Institutions  have also shifted in fifteen years. Parliament sometimes legislates ambitiously, but courts have consistently defended expression. since the early wins of the Constitution of Kenya 2010 in the case of  Jacqueline Okuta & Another V Attorney General & 2 Others [2017] Kehc 8382 (Klr)the high court by  holding that the criminalization of defamation unreasonably restricts expression and cannot be justified where civil remedies are sufficient and thus set the bar high on limitations to article ,33 and 34 of the constitution. That logic cuts through broadcast bans. Peaceful protest coverage is not an articulable threat.

Prior Restraint Is Still Unlawful

Fifteen years of COK 2010 confirm a baseline: prior restraint is unconstitutional. Expression cannot be silenced in advance unless it amounts to incitement or creates imminent harm. Coverage of peaceful or even contentious protests falls far short of that threshold.By imposing a blackout on June 25, 2025, CAK revived a doctrine the Constitution had buried. The directive echoes pre-2010 authoritarian controls. It violates the letter and spirit of Articles 33, 34, and 35.

Regulation as a Verb: The Road Ahead

Coglianese’s idea of regulation as a verb crystallises what Kenya has learned in fifteen years. Enforcement of expression must be continuous and context-sensitive.

  • World changes: protest and crisis demand proportionate responses, not blanket bans.
  • Human behavior: speech migrates to digital platforms; enforcement must adjust without criminalising participation.
  • Knowledge: courts recognise pluralism as essential; regulators must respect that.
  • Tools: outdated codes and unconstitutional statutes cannot be relied on.
  • Institutions: courts will continue to check executive overreach.
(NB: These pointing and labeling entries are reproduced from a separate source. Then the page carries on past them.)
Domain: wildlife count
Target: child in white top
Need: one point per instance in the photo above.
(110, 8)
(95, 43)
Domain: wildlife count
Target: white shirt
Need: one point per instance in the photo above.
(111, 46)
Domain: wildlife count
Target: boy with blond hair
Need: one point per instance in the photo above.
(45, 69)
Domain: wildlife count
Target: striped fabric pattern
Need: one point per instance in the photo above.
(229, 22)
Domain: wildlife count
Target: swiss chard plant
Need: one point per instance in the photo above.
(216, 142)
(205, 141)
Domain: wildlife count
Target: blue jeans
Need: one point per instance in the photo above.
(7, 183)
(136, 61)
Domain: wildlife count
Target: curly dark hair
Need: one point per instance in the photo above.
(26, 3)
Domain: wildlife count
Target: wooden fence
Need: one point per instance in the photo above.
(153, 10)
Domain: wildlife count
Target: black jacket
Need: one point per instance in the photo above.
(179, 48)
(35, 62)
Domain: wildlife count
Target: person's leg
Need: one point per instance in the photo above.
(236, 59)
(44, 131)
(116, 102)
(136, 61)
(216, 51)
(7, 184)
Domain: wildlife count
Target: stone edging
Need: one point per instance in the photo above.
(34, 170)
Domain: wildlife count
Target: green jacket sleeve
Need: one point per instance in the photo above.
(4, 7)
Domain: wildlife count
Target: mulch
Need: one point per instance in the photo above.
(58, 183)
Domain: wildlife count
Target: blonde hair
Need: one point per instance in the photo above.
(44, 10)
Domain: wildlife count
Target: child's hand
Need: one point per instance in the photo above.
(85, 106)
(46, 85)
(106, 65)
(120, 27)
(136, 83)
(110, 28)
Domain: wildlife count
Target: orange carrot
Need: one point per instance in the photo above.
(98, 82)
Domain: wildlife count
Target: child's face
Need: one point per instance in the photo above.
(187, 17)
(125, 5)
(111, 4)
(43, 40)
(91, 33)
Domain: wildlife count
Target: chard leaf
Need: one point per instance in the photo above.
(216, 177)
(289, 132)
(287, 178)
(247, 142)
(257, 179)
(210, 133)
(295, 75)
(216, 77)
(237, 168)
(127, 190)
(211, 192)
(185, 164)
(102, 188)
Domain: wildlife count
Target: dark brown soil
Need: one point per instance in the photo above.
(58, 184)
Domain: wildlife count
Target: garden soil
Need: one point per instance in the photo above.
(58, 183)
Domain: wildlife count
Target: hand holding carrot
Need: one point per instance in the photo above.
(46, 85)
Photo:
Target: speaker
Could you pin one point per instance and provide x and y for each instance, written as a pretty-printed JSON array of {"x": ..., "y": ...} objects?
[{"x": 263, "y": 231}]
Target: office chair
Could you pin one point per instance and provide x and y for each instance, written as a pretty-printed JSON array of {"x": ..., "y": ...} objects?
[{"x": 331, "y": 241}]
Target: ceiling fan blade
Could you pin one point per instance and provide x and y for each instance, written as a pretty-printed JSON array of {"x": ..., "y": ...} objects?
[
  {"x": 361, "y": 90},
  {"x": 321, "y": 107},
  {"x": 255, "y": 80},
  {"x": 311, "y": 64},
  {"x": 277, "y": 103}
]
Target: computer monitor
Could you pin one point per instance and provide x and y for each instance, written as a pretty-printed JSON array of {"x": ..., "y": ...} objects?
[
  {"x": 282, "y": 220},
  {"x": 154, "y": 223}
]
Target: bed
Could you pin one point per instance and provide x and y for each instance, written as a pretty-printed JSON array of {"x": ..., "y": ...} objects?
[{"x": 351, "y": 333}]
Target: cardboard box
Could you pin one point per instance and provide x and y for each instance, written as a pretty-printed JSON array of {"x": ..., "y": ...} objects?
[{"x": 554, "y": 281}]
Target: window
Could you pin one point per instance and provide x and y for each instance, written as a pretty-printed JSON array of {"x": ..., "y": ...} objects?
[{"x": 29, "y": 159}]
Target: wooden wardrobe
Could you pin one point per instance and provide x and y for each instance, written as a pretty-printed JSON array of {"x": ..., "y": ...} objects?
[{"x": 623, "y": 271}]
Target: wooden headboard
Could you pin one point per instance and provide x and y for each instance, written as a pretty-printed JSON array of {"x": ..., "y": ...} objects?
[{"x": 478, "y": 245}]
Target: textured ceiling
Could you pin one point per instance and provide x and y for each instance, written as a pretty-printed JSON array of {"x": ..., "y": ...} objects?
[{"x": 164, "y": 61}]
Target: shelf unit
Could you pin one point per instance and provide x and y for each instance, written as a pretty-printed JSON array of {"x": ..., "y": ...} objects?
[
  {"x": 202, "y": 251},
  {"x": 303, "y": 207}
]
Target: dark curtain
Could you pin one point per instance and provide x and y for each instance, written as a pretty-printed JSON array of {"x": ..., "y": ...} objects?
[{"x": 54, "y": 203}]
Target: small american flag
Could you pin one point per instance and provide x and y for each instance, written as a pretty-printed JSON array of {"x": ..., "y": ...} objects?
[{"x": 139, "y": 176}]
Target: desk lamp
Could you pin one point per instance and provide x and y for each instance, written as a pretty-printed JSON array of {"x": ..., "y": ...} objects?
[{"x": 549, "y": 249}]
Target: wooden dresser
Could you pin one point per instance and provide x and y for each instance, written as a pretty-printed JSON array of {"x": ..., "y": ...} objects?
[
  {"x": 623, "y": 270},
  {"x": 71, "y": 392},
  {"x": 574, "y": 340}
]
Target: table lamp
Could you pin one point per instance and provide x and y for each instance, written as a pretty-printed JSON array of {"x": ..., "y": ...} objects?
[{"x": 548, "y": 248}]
Dynamic enforcement means using lawful, narrowly tailored measures to address real harms, while leaving space for dissent and debate.

Conclusion: A Living Promise

Fifteen years after COK 2010, freedom of expression is both secure and embattled. Courts have affirmed it in judgments striking down shutdowns, rejecting vague laws, and insisting on pluralism. Regulators, however, have too often treated it as negotiable.
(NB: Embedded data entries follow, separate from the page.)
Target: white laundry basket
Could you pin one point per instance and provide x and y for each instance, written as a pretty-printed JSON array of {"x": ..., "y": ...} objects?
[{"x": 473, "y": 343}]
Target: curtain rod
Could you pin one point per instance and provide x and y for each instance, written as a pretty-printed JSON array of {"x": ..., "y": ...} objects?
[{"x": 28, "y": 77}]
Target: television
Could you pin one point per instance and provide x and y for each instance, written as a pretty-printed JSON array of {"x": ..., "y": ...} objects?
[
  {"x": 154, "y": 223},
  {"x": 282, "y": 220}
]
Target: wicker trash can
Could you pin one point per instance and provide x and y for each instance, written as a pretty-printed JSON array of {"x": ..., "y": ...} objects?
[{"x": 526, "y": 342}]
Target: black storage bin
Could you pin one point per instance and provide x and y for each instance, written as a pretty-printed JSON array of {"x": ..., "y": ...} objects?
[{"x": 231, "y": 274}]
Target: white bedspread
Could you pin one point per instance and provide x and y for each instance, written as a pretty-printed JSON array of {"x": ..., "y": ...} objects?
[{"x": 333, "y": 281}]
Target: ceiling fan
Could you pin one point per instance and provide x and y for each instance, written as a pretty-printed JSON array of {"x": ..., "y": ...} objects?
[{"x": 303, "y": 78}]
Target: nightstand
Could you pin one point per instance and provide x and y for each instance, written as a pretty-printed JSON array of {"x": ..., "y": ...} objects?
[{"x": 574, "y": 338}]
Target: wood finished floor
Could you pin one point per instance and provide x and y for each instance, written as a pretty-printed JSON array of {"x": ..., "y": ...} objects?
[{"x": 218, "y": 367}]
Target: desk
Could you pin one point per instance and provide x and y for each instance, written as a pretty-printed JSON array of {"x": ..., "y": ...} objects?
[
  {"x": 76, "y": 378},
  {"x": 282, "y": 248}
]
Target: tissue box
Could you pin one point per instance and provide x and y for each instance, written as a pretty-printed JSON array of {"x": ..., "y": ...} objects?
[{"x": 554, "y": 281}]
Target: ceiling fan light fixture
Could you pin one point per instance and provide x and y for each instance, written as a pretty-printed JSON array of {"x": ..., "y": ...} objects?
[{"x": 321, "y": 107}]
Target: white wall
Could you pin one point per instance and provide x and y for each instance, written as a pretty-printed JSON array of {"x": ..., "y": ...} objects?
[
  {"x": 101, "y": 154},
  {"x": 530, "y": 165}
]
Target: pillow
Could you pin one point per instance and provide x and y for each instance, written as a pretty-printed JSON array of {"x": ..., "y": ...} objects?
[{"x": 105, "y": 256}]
The June 25 blackout is a reminder: the promise of 2010 survives only if enforcement is vigilant and adaptive. As Mwita J. put it in 2018, “there is no justification” for silencing oppositional voices. That sentiment remains the benchmark.COK 2010 was never meant to be self-executing. It requires regulators who act with restraint and courts who enforce with clarity. Freedom of expression is not a one-time guarantee but a living process, always in need of protection. Fifteen years on, the Constitution still speaks. The task is to keep listening, and to keep it alive.